All have been described clearly and extensively based on well-established scientific/chemical principles here (Helpful Notes) and are now summarised and explained in a recently published book. Please have a look.

There have been a few debates between virus and non-virus camps concerning the virus’s (SARS-COV-2) existence and its isolation. However, a clear consensus (winners/losers) is lacking, but both parties claim to win. Why is it so? However, one thing is clear dodgy and fake science is certainly getting exposed.

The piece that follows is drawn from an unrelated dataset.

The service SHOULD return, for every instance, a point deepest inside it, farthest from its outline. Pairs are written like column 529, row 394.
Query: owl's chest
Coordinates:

The virus camp, which takes a judge’s role, does not debate but forces its understanding of virology, notably about the isolation and existence of the virus. For example: (Continue here)

I responded to a question received through email. Considering my response would be helpful to this site’s visitors, I am also sharing it here.

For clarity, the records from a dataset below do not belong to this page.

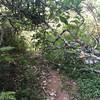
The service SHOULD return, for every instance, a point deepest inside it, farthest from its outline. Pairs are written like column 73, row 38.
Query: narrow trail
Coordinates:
column 51, row 83
column 54, row 87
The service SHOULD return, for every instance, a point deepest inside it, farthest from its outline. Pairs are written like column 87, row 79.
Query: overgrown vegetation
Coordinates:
column 64, row 36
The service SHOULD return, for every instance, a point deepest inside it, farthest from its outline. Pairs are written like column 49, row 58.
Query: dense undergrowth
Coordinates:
column 61, row 32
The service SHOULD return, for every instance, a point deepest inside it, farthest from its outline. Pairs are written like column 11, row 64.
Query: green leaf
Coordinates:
column 8, row 48
column 64, row 20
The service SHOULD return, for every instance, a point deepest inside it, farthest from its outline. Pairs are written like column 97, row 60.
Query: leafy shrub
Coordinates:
column 9, row 95
column 89, row 86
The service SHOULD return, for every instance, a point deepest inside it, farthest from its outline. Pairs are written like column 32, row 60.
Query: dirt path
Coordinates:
column 54, row 87
column 52, row 84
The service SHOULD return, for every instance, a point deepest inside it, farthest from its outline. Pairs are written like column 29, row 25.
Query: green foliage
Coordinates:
column 89, row 86
column 9, row 95
column 5, row 49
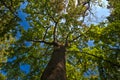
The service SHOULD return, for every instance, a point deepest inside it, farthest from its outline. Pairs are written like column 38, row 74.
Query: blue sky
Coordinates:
column 101, row 13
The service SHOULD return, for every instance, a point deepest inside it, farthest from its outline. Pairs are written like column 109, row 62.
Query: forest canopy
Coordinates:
column 55, row 45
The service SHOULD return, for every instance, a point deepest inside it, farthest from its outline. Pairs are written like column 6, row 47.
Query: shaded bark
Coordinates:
column 55, row 69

Concerning your question, “I wasn’t able to find material there to help me with the questions related to the subject of what happened to the flu.”

It is difficult, if not impossible, to give a definite answer to the question because of the lack of data and reference standards (flu virus) and then the funny “science” at the authorities, like the CDC and FDA. However, below I provide you with the most likely scenario for the disappearance of the flu (e.g., see here link, link).

Everything associated with a virus is based on PCR testing. However, by definition, these tests are scientifically invalid or false. This is because the tests never detect any virus, but a small fragment supposedly from the virus RNA. However, these fragments could be from many other sources, such as healthy body cell degradation, bacteria, the food we consume, the test itself (e.g., choice of test threshold cycles), etc. Therefore, such tests can mostly give false positives/negatives.

Another reason, not commonly understood or described, for the test results’ fakeness is the primer choice. The outcome of test results depends on the choice of a primer. In a simple analogy, one may consider a primer as a “bait” to selectively seek a pre-defined target (the RNA fragment).

Therefore, if one likes to see or ignore a particular “virus,” one can add or remove a particular primer. For example, after the COVID-19 vaccination, when it did not work, presumably, they changed the primer to detect a different “version” of the virus. They called it variants like delta, omicron, etc., described with the mutation narrative. It is just one of the tricks they play with.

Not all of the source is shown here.